RESOURCES AND TOOLKITS

  • The Manifest-No is a declaration of refusal and commitment. It refuses harmful data regimes and commits to new data futures.
  • Why Do We Interface? “In this micro-book I take a historical look at interfaces to build an understanding of how they allow us to utilize information in such powerful ways that they can fundamentally change what it means to be human. ”
  • Came across this collaborative Google Doc on a list of resources to decolonise the design narrative.

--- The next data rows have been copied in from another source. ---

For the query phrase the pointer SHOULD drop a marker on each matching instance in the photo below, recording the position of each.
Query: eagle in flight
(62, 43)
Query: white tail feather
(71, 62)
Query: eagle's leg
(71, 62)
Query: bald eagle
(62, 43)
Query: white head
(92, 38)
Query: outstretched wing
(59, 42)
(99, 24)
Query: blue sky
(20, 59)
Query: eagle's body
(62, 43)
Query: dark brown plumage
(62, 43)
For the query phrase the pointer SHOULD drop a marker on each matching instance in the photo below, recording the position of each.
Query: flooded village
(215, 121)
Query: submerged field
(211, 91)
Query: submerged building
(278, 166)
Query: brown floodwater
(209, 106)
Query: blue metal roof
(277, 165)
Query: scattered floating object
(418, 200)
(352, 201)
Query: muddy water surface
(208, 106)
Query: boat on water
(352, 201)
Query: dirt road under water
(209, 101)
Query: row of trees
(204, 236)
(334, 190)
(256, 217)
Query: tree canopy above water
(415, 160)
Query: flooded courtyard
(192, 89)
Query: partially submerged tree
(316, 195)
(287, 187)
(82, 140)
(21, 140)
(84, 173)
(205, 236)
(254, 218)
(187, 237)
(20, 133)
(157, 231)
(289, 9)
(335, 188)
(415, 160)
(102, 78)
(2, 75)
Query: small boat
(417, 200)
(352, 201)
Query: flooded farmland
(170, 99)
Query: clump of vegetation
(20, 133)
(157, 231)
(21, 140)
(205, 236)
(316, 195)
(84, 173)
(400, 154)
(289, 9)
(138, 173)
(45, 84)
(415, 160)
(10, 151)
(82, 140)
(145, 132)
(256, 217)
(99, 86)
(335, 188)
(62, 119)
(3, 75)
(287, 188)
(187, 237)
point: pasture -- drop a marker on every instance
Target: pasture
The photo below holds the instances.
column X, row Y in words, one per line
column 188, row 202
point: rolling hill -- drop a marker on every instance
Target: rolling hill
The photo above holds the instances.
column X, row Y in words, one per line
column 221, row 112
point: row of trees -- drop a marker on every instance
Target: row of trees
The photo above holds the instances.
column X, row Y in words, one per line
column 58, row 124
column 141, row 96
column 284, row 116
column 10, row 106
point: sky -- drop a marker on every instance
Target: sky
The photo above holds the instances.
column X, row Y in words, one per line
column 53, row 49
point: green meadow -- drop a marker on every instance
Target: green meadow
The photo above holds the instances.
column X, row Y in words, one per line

The first suggestion links to Chimamanda Ngozi Adichie's 2009 TEDtalk though (why we're no longer fans of hers) – but feel free to pick through the rest of the list....
  • Fake AI is a new book (and free e-book) from Meatspace Press that brings together a range of researchers, reporters, and artists to skeptically examine the rise of AI, asking, “Why are there so many pointless, and even dangerously flawed, AI systems? (via Rest of World).

STATUS BOARD

  • Reading: Malinda Lo’s Last Night at the Telegraph Club, and Data Justice and COVID-19: Global Perspectives (I experimented with a new format of book notetaking with Kinokopio with this book, you can see it here.)
  • Listening: Haven’t been listening to anything new lately!
  • Watching: Also haven’t been watching anything new lately! When I said I was going to do non-work work on my work break, I lied, I RESTED! I rested my arse off and I am proud of it.
  • Food & Drink: Ordered Nando’s. Secretly (not so secret now) been pining for Nepali momo for months.